Nun ist er da, der Herbst mit seinem schönen Sonnenschein aber auch ebenso schlechten Regentagen. Regentagen, an denen alles grau ist, an denen man nicht hinaus möchte. An denen man gerne eingekuschelt auf dem Sofa mit einem Kakao und einem guten Buch sitzen möchte. Wenn da eben nicht die Kinder wären, die eben nicht den ganzen Tag auf dem Sofa eingekuschelt sitzen wollen. Jedenfalls meine nicht. Und wie schlecht das Wetter auch ist, fordern sie einen Aufenthalt im Freien ein. Und danach ist dann wieder eine Beschäftigung drinnen gefragt. Und gerade wenn die Draußenzeit so knapp ist, möchten sie Drinnen so gerne auch Dinge spielen, die sie sonst draußen spielen. Mit Sand zum Beispiel, mit Wasser oder mit den Murmeln.

 

Als schöne Abwechslung für das Draußenspiel im Sand mit Murmeln haben wir zu Hause etwas ausprobiert, das sowohl Freude beim Basteln bringt als auch im Anschluss für viele viele Spielstunden reichte: Wir haben eine Murmelbrücke gebaut. Für dieses aus Bolivien stammende Spiel nimmt man einfach einen Schuhkarton, geklebt oder bemalt ihn, malt mit einem Bleistift vier unterschiedlich große Tore auf. Über jedes Tor wird dann eine Zahl geschrieben: Die 8 auf das kleinste Tor, dann absteigend bis zur 2 beim größten Tor. Die Tore werden ausgeschnitten und schon ist das Spiel fertig. Von einer Startlinie in einigem Abstand zu den Toren wird nun versucht, die Murmeln durch die Tore zu murmeln – natürlich besonders in das mit der höchsten Punktzahl.

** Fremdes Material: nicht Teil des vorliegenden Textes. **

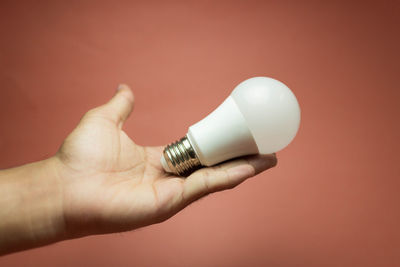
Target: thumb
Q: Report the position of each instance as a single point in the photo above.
(120, 105)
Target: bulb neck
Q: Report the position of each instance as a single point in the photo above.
(181, 158)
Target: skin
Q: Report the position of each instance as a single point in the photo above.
(101, 182)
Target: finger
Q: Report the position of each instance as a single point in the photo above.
(120, 105)
(225, 176)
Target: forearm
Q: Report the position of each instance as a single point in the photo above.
(31, 207)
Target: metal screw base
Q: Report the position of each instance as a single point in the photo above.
(181, 157)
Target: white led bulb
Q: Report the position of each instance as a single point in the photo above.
(261, 116)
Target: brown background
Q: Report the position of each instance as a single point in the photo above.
(334, 198)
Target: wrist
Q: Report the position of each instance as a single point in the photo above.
(31, 205)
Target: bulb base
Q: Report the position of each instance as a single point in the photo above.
(180, 158)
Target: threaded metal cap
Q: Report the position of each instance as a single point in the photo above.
(181, 157)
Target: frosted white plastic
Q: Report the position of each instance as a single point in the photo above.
(261, 115)
(222, 135)
(271, 111)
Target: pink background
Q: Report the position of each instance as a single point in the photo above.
(334, 198)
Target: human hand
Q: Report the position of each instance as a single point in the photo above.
(110, 184)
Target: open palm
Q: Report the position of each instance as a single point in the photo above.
(111, 184)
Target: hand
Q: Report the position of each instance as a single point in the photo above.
(110, 184)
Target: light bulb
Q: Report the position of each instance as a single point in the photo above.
(261, 116)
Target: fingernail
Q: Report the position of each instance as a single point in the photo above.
(261, 163)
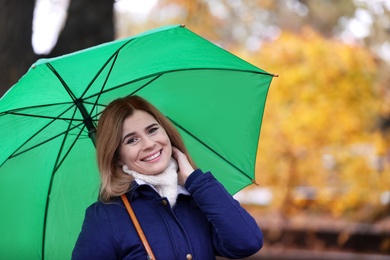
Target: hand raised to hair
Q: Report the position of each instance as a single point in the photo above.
(185, 168)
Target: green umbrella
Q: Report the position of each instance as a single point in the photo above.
(48, 173)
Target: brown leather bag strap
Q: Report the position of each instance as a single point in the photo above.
(138, 228)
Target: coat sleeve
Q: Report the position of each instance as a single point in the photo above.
(95, 240)
(235, 232)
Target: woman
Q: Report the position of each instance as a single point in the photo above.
(184, 213)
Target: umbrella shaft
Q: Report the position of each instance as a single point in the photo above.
(87, 120)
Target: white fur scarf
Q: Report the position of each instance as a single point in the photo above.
(165, 182)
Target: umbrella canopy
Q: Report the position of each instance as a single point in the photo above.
(48, 173)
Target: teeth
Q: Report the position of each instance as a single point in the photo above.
(152, 157)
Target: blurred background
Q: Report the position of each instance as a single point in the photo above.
(322, 189)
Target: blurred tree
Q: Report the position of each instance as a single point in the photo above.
(89, 23)
(16, 53)
(319, 117)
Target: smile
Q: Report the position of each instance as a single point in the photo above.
(154, 156)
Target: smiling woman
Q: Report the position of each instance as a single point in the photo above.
(142, 159)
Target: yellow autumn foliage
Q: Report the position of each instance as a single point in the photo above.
(318, 126)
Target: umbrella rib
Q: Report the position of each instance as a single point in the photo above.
(14, 154)
(57, 164)
(159, 74)
(43, 117)
(32, 107)
(72, 96)
(115, 56)
(211, 149)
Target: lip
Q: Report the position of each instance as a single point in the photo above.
(152, 157)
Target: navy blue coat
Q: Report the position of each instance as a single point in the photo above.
(207, 223)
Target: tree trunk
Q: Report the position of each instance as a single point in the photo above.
(89, 23)
(16, 53)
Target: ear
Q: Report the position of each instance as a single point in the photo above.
(120, 163)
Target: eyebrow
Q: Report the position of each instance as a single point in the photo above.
(133, 133)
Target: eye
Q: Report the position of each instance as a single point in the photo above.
(131, 140)
(153, 130)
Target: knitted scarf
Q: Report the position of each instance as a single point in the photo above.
(165, 183)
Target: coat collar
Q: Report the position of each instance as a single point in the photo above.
(140, 187)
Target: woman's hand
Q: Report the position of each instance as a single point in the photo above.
(185, 168)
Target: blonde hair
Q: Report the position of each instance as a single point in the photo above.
(108, 137)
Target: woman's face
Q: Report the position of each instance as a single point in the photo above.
(145, 146)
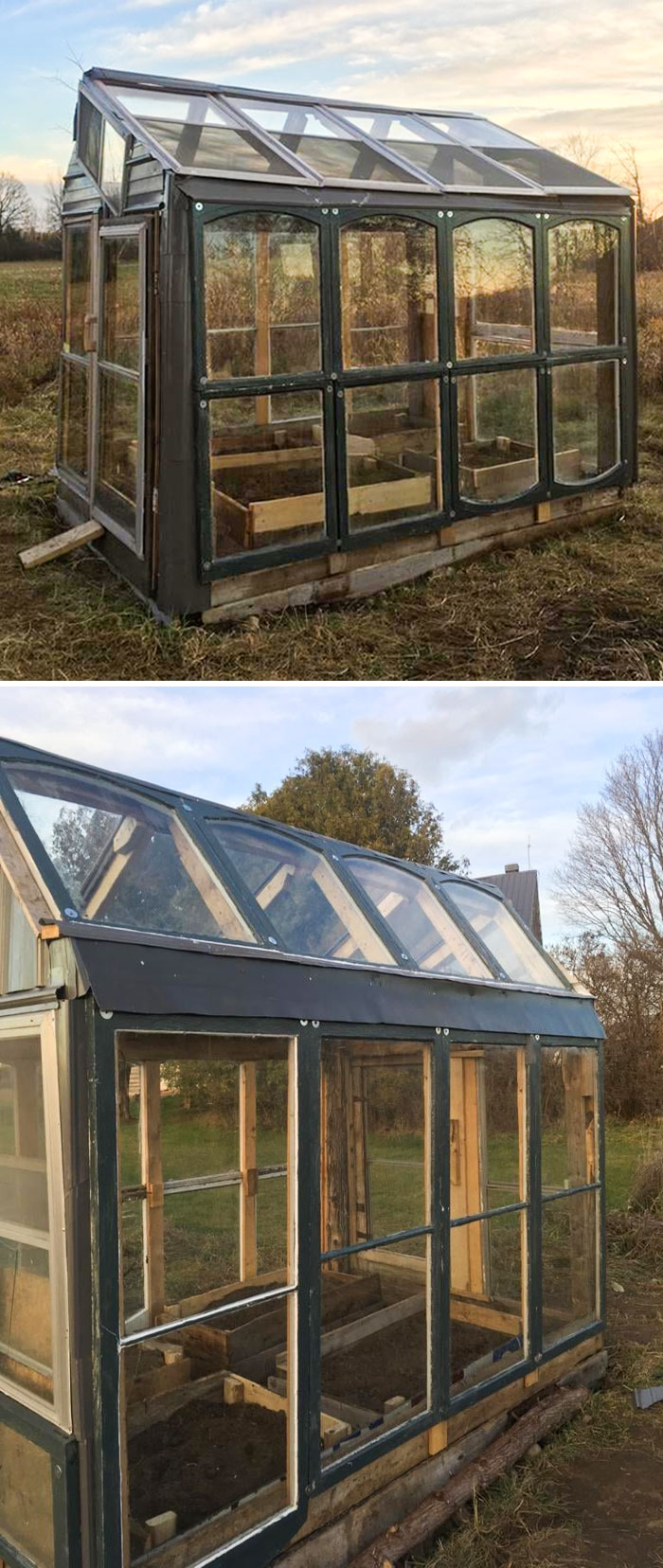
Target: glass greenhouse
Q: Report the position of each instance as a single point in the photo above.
(315, 347)
(301, 1178)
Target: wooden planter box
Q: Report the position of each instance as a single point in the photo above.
(376, 485)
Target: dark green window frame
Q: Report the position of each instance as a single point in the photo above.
(258, 1549)
(447, 370)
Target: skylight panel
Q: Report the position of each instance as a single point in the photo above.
(325, 143)
(198, 134)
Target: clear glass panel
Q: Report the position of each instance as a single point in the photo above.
(567, 1118)
(26, 1341)
(27, 1498)
(547, 169)
(394, 458)
(198, 135)
(375, 1116)
(502, 935)
(569, 1256)
(418, 919)
(122, 860)
(117, 439)
(308, 905)
(488, 1324)
(121, 314)
(488, 1161)
(585, 420)
(262, 295)
(90, 135)
(430, 150)
(267, 471)
(497, 435)
(494, 281)
(115, 150)
(77, 275)
(207, 1134)
(389, 292)
(583, 260)
(218, 1448)
(325, 146)
(74, 418)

Die Tochter mit 5 Jahren liebt es, die Zahlen ihrer Tore auf ein Blatt Papier zu schreiben und wir rechnen dann gemeinsam aus, wie viele Punkte sie erreicht hat. Der Sohn findet Murmeln sowieso wunderbar und muss nur etwas gebremst werden in seinem Drang, die Murmeln sofort wieder aus den Toren zu holen und dabei die ganze Murmelstrecke umzuwerfen. Doch auch das gehört ja irgendwie zum Spiel dazu.

Die Idee zu dem Spiel stammt aus dem Buch „Carrom, Kreisel, Murmelbrücke. Kinderspiele aus aller Welt zum Selbermachen“, aus dem wir in diesem Herbst wohl noch einige andere Ideen für Schlechtwetternachmittage heraussuchen werden. Als nächstes probieren wir wohl das Murmelspiel „Okwe“ aus Nigeria aus.